Grandmother was not won over quickly, as a rule—not by anyone. Yet she became infatuated with the magic Dan wrought upon the amateurs at The Gravesend Players, so much so that she accepted a part in Maugham’s The Constant Wife; she was the regal mother of the deceived wife, and she proved to have the perfect, frivolous touch for drawing-room comedy—she was a model of the kind of sophistication we could all do well without. She even discovered a British accent, with no prodding from Dan, who was no fool and fully realized that a British accent lay never very deeply concealed in the bosom of Harriet Wheelwright—it simply wanted an occasion to bring it out.

“‘I hate giving straight answers to a straight question,’” Grandmother, as Mrs. Culver, said imperiously—and completely in character. And at another memorable moment, commenting on her son-in-law’s affair with her daughter’s “‘greatest friend,’” she rationalized: “‘If John is going to deceive Constance, it’s nice it should be somebody we all know.’” Well, Grandmother was so marvelous she brought the house down; it was a grand performance, rather wasted—in my opinion—on poor John and Constance, who were drearily played by a somewhat sheepish Mr. Fish, our dog-loving neighbor (and a regular choice of Dan’s), and by the tyrannical Mrs. Walker, whose legs were her sexiest feature—and they were almost completely covered in the long dresses appropriate to this drawing-room comedy. Grandmother, who was rendered coy with false modesty, said simply that she had always had a special understanding of 1927—and I don’t doubt it: she would have been a beautiful young woman then; “and your mother,” Grandmother told me, “would have been younger than you.”

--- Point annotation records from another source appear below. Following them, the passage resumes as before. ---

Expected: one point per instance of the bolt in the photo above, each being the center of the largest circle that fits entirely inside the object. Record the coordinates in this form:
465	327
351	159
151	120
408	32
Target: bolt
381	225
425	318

So why did Dan and my mother wait four years?

If there were arguments, if they were sorting out some differences of opinion, I never saw or heard them. Having been so improper as to have me, and never explain me, was Mother simply being overly proper the second time around? Was Dan wary of her? He never seemed wary. Was I the problem? I used to wonder. But I loved Dan—and he gave me every reason to feel that he loved me. I know he loved me; he still does.

“Is it about children, Tabitha?” my grandmother asked one evening at dinner, and Lydia and I sat at attention to hear the answer. “I mean, does he want them—do you not want another? Or is it the other way around? I don’t think you should trouble yourself about having or not having children, Tabitha—not if it costs you such a lovely, devoted man.”

“We’re just waiting, to be sure,” my mother said.

“Good Heavens, you must be sure, by now,” Grandmother said impatiently. “Even I’m sure, and Johnny’s sure. Aren’t you sure, Lydia?” Grandmother asked.

“Sure, I’m sure,” Lydia said.

“Children are not the issue,” my mother said. “There is no issue.”